The most recent case involved Bernard Gilman, found unsuitable by the Gaming Commission in July 1993. Working through his Las Vegas Holidays Inc. and Convention Connection Inc., Gilman contracted with hotels in Las Vegas to sell rooms as part of his companies' effort to sell travel packages to technology companies for the Comdex trade show.

Some of the resorts said they never knew Gilman was unsuitable to deal with. Gilman subsequently filed four times to be found suitable but each time withdrew his application from the Control Board.

The new law shifts part of the burden away from the casinos. Under the old law, the clubs were prohibited from entering into these business arrangements. The new law says a person found unsuitable or who has been denied or lost his license is prohibited from entering into a contract with a casino unless he or she gets prior approval.

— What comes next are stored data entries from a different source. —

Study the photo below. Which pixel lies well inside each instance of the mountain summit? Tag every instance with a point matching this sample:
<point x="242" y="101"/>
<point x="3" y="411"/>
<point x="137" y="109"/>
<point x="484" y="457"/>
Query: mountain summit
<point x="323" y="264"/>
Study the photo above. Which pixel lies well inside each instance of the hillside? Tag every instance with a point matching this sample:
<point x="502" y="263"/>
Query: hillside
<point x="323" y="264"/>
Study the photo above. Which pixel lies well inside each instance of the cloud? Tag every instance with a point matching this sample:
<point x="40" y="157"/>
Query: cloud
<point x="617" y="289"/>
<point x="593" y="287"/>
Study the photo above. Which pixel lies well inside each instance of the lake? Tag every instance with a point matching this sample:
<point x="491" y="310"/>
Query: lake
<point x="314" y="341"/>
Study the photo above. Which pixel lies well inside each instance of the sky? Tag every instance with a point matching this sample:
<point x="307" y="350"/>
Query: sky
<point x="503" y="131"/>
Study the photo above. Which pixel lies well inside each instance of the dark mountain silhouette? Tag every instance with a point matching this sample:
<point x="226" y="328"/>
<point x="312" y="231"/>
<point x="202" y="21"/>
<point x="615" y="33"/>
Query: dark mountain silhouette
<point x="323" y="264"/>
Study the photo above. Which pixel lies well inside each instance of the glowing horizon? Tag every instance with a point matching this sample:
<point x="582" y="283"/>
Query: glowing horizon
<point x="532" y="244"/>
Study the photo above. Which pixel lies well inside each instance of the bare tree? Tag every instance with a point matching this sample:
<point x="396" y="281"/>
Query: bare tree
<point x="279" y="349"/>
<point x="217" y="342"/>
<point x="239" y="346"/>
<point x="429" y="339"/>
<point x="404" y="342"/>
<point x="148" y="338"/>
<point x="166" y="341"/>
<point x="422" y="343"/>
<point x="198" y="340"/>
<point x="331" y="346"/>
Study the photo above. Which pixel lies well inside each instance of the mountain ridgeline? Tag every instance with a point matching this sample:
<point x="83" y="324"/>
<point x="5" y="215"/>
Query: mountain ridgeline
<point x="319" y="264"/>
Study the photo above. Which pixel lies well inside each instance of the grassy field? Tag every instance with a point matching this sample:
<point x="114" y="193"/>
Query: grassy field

The law says, however, that these people may buy goods or services from casinos for personal use at retail prices available to the general public.

Any contract must contain a clause that allows its cancellation if it is found the individual was determined to be unsuitable by the commission. And the person can't sue for breach of contract, giving protection to the casinos.

The new law says the board must maintain this list and make it available to the casino industry.

DuCharme said it would be periodically updated and distributed to all those with gaming licenses. And each new licensee would receive the list.

This is akin to the so-called "Black Book" in which the state lists unsavory individuals who are barred from going into Nevada casinos. It's an effort to prohibit underworld figures, slot cheats and those with notorious reputations from the clubs. Any casino that caters to a "Black Book" person could lose its license.

Besides Gilman, the new list includes such names as Allan Sachs, former owner of the Stardust hotel-casino, whose license was revoked; Frank Romano, Rudolph LaVecchia and Rudolph LaVecchia Jr., who lost their license at American Coin Machine Co. in a slot machine cheating scheme in Las Vegas; and Ken Mizuno, who was denied by the Gaming Commission to run a spa and restaurant at the Tropicana hotel-casino in Las Vegas. Mizuno was convicted of money laundering.